A Vontade Suprema
À luz dessa progressiva manifestação do Espírito, a princípio aparentemente engolfada na
Ignorância, depois livre no poder e sabedoria do Infinito, podemos melhor compreender a grande e
culminante injunção do Gita ao Karmayogi: "Abandona todos os Dharmas, todos os princípios e leis e
regras de conduta, refugia-te em Mim somente". Todos os padrões e regras são construções temporárias,
fundadas nas necessidades do ego em sua transição da Matéria para o Espírito. Estes expedientes têm
uma relativa imposição enquanto ficamos satisfeitos nos estágios de transição, contentes com a vida física
e vital, apegados ao movimento mental, ou mesmo fixos nas esferas do plano mental tocadas pelo brilho
espiritual. Porém, além está a vastidão sem barreiras da consciência supramental infinita, onde cessam
todas as estruturas temporais. Não é possível entrar inteiramente na verdade espiritual do Eterno e do
Infinito se não tivermos a fé e a coragem de nos confiarmos nas mãos do Senhor de todas as coisas e
Amigo de todas as criaturas, e deixarmos para trás, completamente, nossos limites e medidas mentais. Em
um dado momento, devemos mergulhar, sem hesitação, reserva ou medo ou escrúpulo dentro do oceano
do livre, do infinito, do Absoluto. Depois da Lei, a Liberdade, depois dos padrões do pessoal, do geral, do
universal, existe ainda algo maior, a plasticidade impessoal, a liberdade divina, a força transcendente e o
impulso superno. Depois do caminho estreito da ascensão, o vasto planalto do ápice.

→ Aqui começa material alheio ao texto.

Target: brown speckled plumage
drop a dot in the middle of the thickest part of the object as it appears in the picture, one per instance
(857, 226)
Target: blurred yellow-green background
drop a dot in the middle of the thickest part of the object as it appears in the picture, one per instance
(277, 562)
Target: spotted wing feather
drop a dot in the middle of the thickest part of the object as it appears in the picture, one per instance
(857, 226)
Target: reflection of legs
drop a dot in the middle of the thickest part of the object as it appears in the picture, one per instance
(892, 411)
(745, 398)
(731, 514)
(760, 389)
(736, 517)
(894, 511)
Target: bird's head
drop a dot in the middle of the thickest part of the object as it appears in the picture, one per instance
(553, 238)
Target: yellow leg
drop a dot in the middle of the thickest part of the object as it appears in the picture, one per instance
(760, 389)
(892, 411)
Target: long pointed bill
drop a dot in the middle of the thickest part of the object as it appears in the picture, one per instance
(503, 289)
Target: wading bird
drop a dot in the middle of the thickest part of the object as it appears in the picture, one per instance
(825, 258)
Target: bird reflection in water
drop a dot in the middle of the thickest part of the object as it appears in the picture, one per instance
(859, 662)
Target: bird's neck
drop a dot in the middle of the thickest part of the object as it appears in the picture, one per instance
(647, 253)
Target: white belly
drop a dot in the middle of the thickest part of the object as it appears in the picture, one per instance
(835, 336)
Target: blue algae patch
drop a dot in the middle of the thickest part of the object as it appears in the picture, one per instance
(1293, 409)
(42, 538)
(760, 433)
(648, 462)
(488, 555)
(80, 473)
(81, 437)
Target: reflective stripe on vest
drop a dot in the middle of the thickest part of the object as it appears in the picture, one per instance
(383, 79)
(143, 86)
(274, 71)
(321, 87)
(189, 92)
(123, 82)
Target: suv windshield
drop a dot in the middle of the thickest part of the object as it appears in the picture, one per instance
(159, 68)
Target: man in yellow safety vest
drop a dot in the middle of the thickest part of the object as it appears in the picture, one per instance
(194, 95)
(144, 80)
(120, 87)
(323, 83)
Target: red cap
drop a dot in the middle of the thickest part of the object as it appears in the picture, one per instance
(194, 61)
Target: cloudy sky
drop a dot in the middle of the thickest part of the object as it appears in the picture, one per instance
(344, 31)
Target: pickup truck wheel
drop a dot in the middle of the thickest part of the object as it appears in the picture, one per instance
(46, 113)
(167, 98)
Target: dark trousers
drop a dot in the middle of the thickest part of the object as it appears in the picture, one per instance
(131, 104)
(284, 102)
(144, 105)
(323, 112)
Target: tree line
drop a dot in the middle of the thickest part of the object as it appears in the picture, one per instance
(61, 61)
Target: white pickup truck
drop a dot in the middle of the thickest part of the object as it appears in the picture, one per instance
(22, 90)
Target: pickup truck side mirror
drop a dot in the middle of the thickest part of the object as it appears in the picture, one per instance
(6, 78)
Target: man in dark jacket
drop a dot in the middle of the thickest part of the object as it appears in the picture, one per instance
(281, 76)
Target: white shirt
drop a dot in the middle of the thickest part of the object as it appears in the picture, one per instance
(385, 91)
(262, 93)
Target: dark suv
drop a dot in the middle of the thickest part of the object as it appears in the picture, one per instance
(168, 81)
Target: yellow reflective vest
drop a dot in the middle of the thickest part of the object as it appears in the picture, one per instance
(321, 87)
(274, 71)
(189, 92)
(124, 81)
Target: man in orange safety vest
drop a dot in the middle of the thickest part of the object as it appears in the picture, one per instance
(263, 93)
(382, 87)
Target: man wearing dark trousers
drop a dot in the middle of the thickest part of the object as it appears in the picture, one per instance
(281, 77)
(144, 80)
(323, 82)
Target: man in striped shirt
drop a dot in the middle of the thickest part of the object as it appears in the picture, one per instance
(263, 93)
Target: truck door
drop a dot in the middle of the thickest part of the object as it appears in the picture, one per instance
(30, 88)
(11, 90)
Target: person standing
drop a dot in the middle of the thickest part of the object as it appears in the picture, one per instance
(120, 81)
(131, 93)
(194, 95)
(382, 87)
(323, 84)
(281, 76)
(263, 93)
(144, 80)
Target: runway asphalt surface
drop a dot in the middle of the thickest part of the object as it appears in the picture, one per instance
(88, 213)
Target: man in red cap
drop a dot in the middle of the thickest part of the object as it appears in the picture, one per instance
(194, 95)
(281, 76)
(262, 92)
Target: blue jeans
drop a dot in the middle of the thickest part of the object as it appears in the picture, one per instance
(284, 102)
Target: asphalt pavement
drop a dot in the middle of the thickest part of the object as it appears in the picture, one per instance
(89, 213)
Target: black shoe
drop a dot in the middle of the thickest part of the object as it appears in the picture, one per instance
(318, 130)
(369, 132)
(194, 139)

Há três estágios da ascensão - no fundo, a vida corpórea escravizada à pressão da necessidade e do
desejo; no meio, a regra do mental, do emocional mais elevado e do psíquico, que procura maiores
interesses, aspirações, experiências e idéias, e no cume, primeiro um psíquico e um estado espiritual mais
profundos e depois a consciência supramental eterna, na qual toda nossa aspiração e buscas descobrem
seu próprio significado íntimo. Na vida corpórea, primeiro o desejo e a necessidade, depois o bem realizável
do indivíduo e da sociedade são o motivo imperante, a força dominante. Na vida mental, são as idéias e as
regras ideais, idéias que são meia-luzes usando a vestimenta da Verdade, idéias formadas pela mente
como um resultado de uma crescente intuição e experiência, embora ainda imperfeitas. Sempre que a vida
mental prevalece e a corpórea diminui sua brutal insistência, o homem, o ser mental, sente-se empurrado
pela pressão da Natureza mental para moldar a vida do indivíduo no sentido da idéia ou do ideal, e no fim,
mesmo a vida mais complexa e mais vaga da sociedade é forçada a se submeter a este sutil processo. Na
vida espiritual, ou quando um poder mais alto que a Mente tiver se manifestado e possuído a natureza,
estas forças-motivo limitadas retrocedem, definham, tendem a desaparecer. O Eu espiritual ou supramental,
o Ser Divino, a Realidade suprema e imanente, deve ser unicamente o Senhor dentro de nós e deve moldar
livremente nosso desenvolvimento final, de acordo com a mais elevada, a mais vasta, a mais integral
expressão possível da lei de nossa natureza. No fim, essa natureza age na Verdade perfeita e na liberdade
espontânea, porque ela obedece apenas ao poder luminoso do Eterno. O indivíduo não tem nada mais a
ganhar, nenhum desejo para realizar; ele tornou-se uma porção da impersonalidade ou personalidade
universal do Eterno. Nenhum outro objetivo que a manifestação e jogo do Espírito na vida e a manutenção e
conduta do mundo em sua marcha para o objetivo final divino pode obrigá-lo à ação. Idéias, opiniões e
construções mentais não são mais suas, porque sua mente entrou em silêncio, ela é apenas um canal para
a Luz e a Verdade do conhecimento divino. Ideais são muito estreitos para a vastidão de seu espírito; é o
oceano do Infinito que flui através dele e o move para sempre.